29 May 2018 - {{hitsCtrl.values.hits}}      

  • Sections 47 and 57 of Customs Ordinance to be amended
  • Customs in talks with trade unions for further amendments 
  • Sri Lanka Customs Ordinance, one of the oldest in the world, was enacted in 1869


By Nishel Fernando

Sri Lanka is to amend the archaic customs law shortly to facilitate paperless trade and pre-arrival clearances at the Customs, Sri Lanka Customs Director General and National Trade Facilitation Committee Chairman P.S.M. Charles said.


Addressing the inaugural session of the International Trade Centre’s (ITC) second public-private consultation on Sri Lanka’s National Single Window, last week, Charles said the Sri Lanka Customs has submitted a draft document to amend the 47 and 57 Sections of the Customs Ordinance, the law governing the Customs, to enable facilitation of paperless trade and pre-arrival clearances. 


She was confident that the Cabinet of Ministers would approve the proposed amendments to the Customs Ordinance and they would be given green light by parliament “very soon”. 


Sri Lanka’s Custom Ordinance, which was enacted in 1869, has been amended over time and is considered one of the oldest customs laws in the world.


Finance Minister Mangala Samaraweera last year termed the Custom Ordinance “a complex and yet archaic law that has not kept up with the developments of modern global trade” and called for an overhaul of the same.


According to the Sri Lanka Customs officials, there are a number of amendments, which are due under the commitments Sri Lanka made to the World Trade Organisation in implementing the Trade Facilitation Agreement (TFA). The TFA came into force in February 2017. 


Speaking to Mirror Business, a Customs official noted that they have submitted the draft document to amend Section 47 and 57 of the Customs Ordinance almost two months ago to the Finance and Mass Media Ministry.

He noted that the Sri Lanka Customs administration is currently holding discussions with the trade unions on how to proceed with other amendments to meet the TFA commitments. 


The official said though there are no objections from the trade unions in amending the customs law to meet the TFA commitments, they have voiced oppositions to any changes to the rewarding scheme under the existing Customs Ordinance.


Speaking of the possibility of replacing the archaic law with a completely new act, the official pointed out that unnecessary changes could impact the government. “We have met the government’s revenue targets due to the powerful Custom Ordinance,” he noted.  


Meanwhile, Charles requested the support of the trade unions for the implementation of the online processes at the Sri Lanka Customs.


She said the Sri Lanka Customs has received a grant from the European Union to improve the efficiency of services. The ITC has been selected to manage the fund and Charles said that workshops and capacity-building events would be carried out with the support of the World Customs Organisation, particularly in the field of risk management and post-clearance audit.

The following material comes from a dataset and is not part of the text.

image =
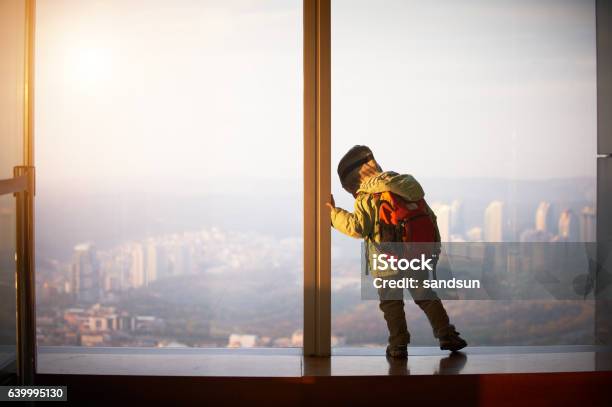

Following the Wold Bank recommendations, the Sri Lanka Customs recently amalgamated the Risk Management Directorate under the Central Intelligence Unit of the agency, on par with other countries, in order to improve the efficiency of control measures. 


Sri Lanka Customs is also in the process of modernising its outdated Post-Audit Unit to facilitate trade.  Meanwhile, the Sri Lanka Information Trade Portal is on route to be launched on July 5, 2018, as 80 percent of information of various government agencies is already uploaded to the system. The portal is expected to streamline trade while improving transparency.


The blueprint of the National Single Window is scheduled to be launched by end-July this year and is scheduled to be in operation by 2019.